1. シャワーの温度調節についての注意書きがなく,いきなり熱湯が出てきてやけどしそうになった。
2. 浴室と部屋の段差が高いと感じた。
3. 隣の部屋や同じ階で騒いでいる声がかなり聞こえたので,日本語・外国語で部屋置きの注意書きを備えた方がよい。
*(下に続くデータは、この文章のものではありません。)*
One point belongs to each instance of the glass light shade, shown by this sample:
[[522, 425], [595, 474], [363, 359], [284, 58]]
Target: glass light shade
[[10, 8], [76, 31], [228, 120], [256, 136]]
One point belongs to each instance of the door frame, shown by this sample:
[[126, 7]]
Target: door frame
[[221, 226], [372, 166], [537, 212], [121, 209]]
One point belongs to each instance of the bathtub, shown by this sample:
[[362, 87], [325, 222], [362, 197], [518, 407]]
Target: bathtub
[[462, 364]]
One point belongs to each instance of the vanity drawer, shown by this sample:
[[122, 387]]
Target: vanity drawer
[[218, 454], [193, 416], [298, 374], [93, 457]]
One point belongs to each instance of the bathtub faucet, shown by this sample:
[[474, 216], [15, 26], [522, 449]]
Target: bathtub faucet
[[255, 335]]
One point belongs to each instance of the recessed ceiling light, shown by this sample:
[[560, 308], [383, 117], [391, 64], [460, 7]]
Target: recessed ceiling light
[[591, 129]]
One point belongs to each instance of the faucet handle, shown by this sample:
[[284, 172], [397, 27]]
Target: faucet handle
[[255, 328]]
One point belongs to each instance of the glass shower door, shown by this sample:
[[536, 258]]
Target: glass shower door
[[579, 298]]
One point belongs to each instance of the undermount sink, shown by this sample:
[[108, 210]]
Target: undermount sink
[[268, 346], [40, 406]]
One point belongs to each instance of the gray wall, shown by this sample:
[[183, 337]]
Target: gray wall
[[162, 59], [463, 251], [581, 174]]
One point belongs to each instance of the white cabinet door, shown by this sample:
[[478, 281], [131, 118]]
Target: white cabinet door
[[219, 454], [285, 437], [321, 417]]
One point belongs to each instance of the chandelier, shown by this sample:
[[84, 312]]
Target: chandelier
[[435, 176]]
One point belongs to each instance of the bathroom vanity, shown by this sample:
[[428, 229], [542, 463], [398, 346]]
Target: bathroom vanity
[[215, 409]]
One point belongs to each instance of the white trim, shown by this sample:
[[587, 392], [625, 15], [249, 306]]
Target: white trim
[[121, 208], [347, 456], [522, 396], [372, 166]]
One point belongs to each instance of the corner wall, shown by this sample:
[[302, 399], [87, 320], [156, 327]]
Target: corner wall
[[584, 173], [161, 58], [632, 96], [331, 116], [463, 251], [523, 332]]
私たちのように団体で利用する客は少ないかもしれないが,もし団体利用の申し込みがあれば,同じフロアーに集めた方がよい。
4. 入浴時,浴室に着替えを置くスペースがなく不便だった。
5. コインロッカーが部屋の数に比べて少ないので,ロッカーが足りない時は,フロントで荷物を預かるなどのサービスも必要だと思った。
6. フロント横のコーヒーメーカーのところに湯沸かしポットを常備すべき。
7. クシや綿棒などのアメニティグッズは,部屋に常備するか,フロント横の共用スペースに置き,必要な人が自由にとるようにすればいい。
8. 私の泊まった部屋からの景色はよかったが,下の階に泊まった友人の部屋は,窓の向こうが隣のビルの窓で,景色どころかカーテンを開けられなかった。上の階と下の階が同じ料金ならば,絶対に上の階の方がいい。窓からの景色が違うのに,同じ料金ならば,納得がいかないのではないでしょうか。
(「オアシス」スタッフより)
 厳しくも的確で鋭いご意見ばかりで,とても参考になります。本当にありがとうございました。
 1・3は確かにご指摘の通りで,フロントで配布する注意書きの作成にとりかかりましたので,近々改善できるかと存じます。2は部屋の構造上の問題ですので,今のところどうしようもございませんが,注意書きでの対応などを検討いたしております。4はコストのかかる話ですので,直ちにとはいきませんが,的確なご意見なので,将来の設備改善の際に優先的に考えさせていただきます。
 5・6はもう対応いたしております。フロント裏にも広いスペースがございますので,ロッカーに入らないような大きなお荷物でも,預からせていただきます。お気軽にフロントにお申し付けください。
 7はとても魅力的な発想で参考になりました。アメニティグッズの不備を補完するためにも,1階の共用オープンスペースを充実させる方向を現在検討しています。
 ご意見8は宿泊施設の宿命でもありますが,とても厳しいご指摘であり,今後とも検討していきたく存じます。将来的には宿泊プランや宿泊価格などと連動させて,お客様に納得していただけるよう,努力を重ねていきたいと存じます。

若松大智(2回生)

 1泊3,300円であの設備は文句の言いようがない。サービス面でも,私の部屋のドアが開かなくなった際,スタッフの方々が丁寧に対応して下さり,非常に好感が持てました。
 細かい部分で少し気になった点はありました。例えば,廊下での会話が部屋のなかまで聞こえてしまうので,廊下でのマナーをお客様に気をつけてもらうことが大事になってくると思います。
 今までとは違った客層を狙うオアシスは,今後の新今宮の活性化の起爆剤になると思います。従来の簡宿ではないからこそ出来る取り組みが,オアシスにはあると思うので,これから外国人旅行者,国内旅行者ともに沢山の旅行者で賑わうホテルになって欲しい。
(「オアシス」スタッフより)
 客室で快適かつ静かな空間をお楽しみいただくためにも,1階の共用オープンスペースの更なる充実を図っていきたいと考えております。
 力強い励ましの言葉,本当にありがとうございます。国内外からの旅人たちに都会のオアシスを,快適にくつろげる空間を,リーズナブルな価格で提供できるよう,スタッフ一同で力を合わせて頑張りますので,今後ともよろしくご支援ください。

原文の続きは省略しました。